|
|
|
FRONT
PAGE
Your
passport:
Don’t leave home without it
By
Meg Olson
Any plans to get away from the winter weather on a Mexican getaway just
got a little trickier for those who don’t have a passport.
As of Tuesday, January 23, all passengers arriving in the U.S. by air, including
U.S. citizens, will need a passport or another on a very short list of accepted
secure travel documents: an Air Nexus card, U.S. Coast Guard issued merchant
mariner document, or an alien registration card. The new document requirement
is part of the Western Hemisphere Travel Initiative, the administration’s
plan to implement a 2004 congressional mandate for secure documents establishing
identity and citizenship to accompany all travelers.
“It’s gone very smoothly,” said U.S. Customs and Border Protection
representative Mike Milne. Milne said in monitoring air travelers arriving in
the U.S. since November, 97 percent of Canadians were already traveling with
passports and over 90 percent of U.S. citizens.
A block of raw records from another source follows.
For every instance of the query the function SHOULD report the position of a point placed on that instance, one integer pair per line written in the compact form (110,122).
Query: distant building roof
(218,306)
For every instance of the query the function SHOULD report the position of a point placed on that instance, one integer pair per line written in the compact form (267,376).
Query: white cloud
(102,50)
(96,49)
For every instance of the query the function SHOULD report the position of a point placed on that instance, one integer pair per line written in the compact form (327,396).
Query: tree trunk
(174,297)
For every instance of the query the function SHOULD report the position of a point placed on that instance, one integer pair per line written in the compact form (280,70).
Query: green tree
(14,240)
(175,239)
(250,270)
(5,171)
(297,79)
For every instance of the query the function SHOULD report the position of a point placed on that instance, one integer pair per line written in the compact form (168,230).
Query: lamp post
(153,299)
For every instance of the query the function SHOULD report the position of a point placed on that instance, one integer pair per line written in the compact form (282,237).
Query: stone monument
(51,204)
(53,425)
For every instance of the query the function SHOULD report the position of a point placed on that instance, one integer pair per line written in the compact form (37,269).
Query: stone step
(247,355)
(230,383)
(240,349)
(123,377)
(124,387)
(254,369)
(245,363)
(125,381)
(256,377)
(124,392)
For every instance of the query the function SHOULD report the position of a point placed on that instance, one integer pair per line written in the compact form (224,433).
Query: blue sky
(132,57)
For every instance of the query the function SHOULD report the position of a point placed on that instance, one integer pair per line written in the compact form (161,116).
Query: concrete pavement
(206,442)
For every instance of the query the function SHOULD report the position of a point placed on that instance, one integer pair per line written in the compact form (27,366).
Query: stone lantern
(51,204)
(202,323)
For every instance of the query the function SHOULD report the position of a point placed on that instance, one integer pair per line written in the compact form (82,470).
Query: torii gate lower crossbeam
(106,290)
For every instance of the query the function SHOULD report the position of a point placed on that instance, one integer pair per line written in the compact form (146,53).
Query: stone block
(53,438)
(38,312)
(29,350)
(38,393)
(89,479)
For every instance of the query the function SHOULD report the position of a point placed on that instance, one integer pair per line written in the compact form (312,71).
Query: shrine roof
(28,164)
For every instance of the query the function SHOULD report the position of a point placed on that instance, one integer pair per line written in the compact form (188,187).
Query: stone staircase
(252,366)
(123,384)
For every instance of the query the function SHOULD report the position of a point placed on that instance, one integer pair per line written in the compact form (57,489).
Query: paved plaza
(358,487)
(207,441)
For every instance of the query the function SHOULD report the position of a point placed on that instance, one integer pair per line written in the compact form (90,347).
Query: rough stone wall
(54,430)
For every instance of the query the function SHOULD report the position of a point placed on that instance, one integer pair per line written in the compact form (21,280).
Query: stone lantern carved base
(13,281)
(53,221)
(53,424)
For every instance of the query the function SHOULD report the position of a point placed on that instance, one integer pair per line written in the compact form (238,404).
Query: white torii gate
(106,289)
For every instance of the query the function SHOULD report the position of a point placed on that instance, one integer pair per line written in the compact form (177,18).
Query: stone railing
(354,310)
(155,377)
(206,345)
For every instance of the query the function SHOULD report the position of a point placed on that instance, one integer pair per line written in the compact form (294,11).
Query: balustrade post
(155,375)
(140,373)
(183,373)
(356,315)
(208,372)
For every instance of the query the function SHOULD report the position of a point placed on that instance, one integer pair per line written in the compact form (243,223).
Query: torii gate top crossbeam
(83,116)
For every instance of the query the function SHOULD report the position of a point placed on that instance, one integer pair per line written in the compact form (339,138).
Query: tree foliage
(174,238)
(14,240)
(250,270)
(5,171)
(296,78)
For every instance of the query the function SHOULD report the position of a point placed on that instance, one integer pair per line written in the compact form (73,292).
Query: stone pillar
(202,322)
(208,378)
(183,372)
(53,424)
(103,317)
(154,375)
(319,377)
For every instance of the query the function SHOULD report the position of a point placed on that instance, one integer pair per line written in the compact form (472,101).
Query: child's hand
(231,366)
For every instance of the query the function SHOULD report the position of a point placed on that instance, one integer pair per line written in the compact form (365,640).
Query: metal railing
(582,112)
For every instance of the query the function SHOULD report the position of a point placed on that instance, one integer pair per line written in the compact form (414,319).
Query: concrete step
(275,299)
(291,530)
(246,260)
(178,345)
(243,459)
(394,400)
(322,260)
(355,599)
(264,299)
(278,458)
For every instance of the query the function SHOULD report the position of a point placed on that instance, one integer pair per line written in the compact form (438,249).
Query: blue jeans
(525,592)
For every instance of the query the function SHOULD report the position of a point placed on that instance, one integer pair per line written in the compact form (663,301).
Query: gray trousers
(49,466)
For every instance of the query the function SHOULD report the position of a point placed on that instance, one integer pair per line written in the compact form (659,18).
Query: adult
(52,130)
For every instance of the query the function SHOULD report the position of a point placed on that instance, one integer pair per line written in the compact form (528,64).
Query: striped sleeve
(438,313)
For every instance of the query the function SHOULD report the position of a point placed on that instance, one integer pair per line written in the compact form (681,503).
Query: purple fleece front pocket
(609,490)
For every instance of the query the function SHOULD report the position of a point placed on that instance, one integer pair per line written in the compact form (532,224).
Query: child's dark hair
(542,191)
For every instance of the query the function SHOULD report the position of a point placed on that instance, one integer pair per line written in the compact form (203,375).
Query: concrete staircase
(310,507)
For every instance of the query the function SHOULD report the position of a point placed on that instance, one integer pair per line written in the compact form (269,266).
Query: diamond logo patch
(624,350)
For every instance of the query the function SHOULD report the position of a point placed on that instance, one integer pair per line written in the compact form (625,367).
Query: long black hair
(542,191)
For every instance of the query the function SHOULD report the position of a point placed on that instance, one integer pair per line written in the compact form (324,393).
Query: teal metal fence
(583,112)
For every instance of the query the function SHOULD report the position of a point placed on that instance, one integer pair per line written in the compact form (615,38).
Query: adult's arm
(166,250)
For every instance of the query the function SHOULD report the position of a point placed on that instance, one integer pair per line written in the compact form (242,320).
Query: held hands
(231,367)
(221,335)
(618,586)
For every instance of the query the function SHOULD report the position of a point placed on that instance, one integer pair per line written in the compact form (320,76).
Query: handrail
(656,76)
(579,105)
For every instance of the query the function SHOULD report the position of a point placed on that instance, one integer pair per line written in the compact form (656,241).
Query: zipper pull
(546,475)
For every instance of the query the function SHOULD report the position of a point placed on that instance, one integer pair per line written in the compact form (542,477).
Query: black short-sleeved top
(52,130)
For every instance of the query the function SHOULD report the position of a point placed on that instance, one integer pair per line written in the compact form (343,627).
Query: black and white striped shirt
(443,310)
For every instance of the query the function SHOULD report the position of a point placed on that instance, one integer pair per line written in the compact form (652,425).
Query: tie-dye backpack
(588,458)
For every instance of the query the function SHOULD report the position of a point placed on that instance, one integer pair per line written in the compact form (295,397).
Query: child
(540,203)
A greater challenge, Milne said, will come when the passport requirement is to
be rolled out at land and sea ports, scheduled for as early as January 2008 and
no later than June of 2009. “This was a piece of cake compared to what
we’re looking at next year,” he said, explaining that there are 87
million arrivals to the U.S. by air every year, compared with 330 million by
land and sea.
A new PASS card being developed by the U.S. Department of State and congress
has made its availability a condition of implementing the passport rule at land
and sea ports. The new wallet-sized card is expected to be less expensive than
the passport, which costs $197 and is valid for ten years.